Don't Show Me the Money

by Brian Nick | 7/11/01 5:00am

Both houses of Congress are back in session

this week. And campaign finance reform, a now-familiar issue to most Americans, is being debated in the House of Representatives. The bill on the table is the Shays-Meehan Campaign Finance Reform Act, better known by its Senate alias, McCain-Feingold. It passed easily through the House in both the 105th and 106th Congresses, but was blocked from passage in the Senate both times. Now, in the 107th Congress, the Senate has passed the bill 59-41, shifting attention to the House's next move. The bill has traditionally been supported almost unanimously by Democrats and has received enough additional support from Republicans to pass. Now that its chance of enactment is real, however, the bill is receiving closer scrutiny from both sides, which may yet ruin its chances.

The centerpiece of the bill has always been, and continues to be, a ban on so-called "soft money," the unregulated and unlimited contributions that individuals and corporations can give to political parties for "party-building activities." In reality, this money is often filtered down to candidates. It is partly responsible for the tremendous growth in the average cost of congressional and presidential elections in recent years. Opponents of the bill (mostly Republicans) argue that banning this type of donation would be an unfair infringement on freedom of speech. However, the traditional backers of the bill, namely Democrats, have begun to realize that banning soft money would hurt them far more than the Republicans. In 2000, both parties took in a comparable amount of soft money, but Republicans gathered nearly twice as much hard money (the regulated and limited contributions to parties and candidates). Without the soft money, the Democrats would have been out-raised 2 to 1. Inexplicably, the Democrats have only just figured out that this legislation will harm their party. Many of the congressmen who have voted for the bill in the past are threatening to flip-flop this time around -- now that it really matters.
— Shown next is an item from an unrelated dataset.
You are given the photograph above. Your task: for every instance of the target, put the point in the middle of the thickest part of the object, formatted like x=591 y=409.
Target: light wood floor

Perhaps just as shameless are the Republicans, who have taken a stand against this legislation from day one because of their addiction to soft money. Of course, most will say they are against it because of the free speech problem. Admittedly, several amendments dealing with advertising restrictions that were added to the bill during the Senate debate will likely be struck down by the courts. In that event, the legislation contains a clause that would allow the balance of the bill to survive should certain parts of it be found unconstitutional. Moreover, it is the nadir of nobility for politicians to oppose this bill, which might clean up our electoral process and restore public faith in our government by allowing them to raise only $2 million instead of $4 million.

The Republicans have some unlikely allies in their opposition to the bill. The Congressional Black and Hispanic Caucuses have expressed some concern over the soft money ban and how it might affect efforts by parties to "bring out the vote" in areas populated by minorities. Though much of the soft money collected by parties ends up being used on television attacks disguised as "issue ads," some of it is actually used for its intended purpose, namely to fund voter registration drives and other party activities. Without these funds, some congressmen argue, parties will be unable to rally constituents, especially in poorer neighborhoods, to come out and vote on Election Day. Because of this, some black and Hispanic members of the House are peeling off of the reform coalition and have vowed to vote against the bill, despite having voted it for it twice in the past three years.

This is why Americans don't trust politicians. The Republicans are so beholden to large donations from corporations that they are unwilling to let any money be taken out of the system. On the other side, some of the Democrats are shameless enough to openly admit that they vote differently on a bill depending on whether or not it is likely to be enacted. The House passed this legislation 252-177 the last time it came up, but it is clear that the count will be closer this time around. In the Senate, of the 54 Republicans who voted for the bill in 1999, only 43 remain in their seats, while the level of Democratic support will certainly decline as well. The other factor in play here is the effectiveness of the bullying tactics of Republican party leaders to persuade the more junior members of the House to vote against the bill. First- and second-term congressmen can have committee assignments revoked, or funding for their home districts cut, if they displease the party elders.

The coalition against campaign finance reform represents everything that is wrong with politics today. Hypocritical party leaders on both sides try to coerce their members into voting not with principle but with the party. Others are so bereft of any principle that they can spin 180 degrees on an issue in just a few months. My last thought concerns the Democrats, who fear that the absence of soft money could hurt the voter education efforts in their districts. Perhaps, if they had used more of the $200 million-plus in soft money they raised last year to educate their voters instead running attack ads against George W. Bush, more Democrats in Florida would have known how to fill out their ballots correctly.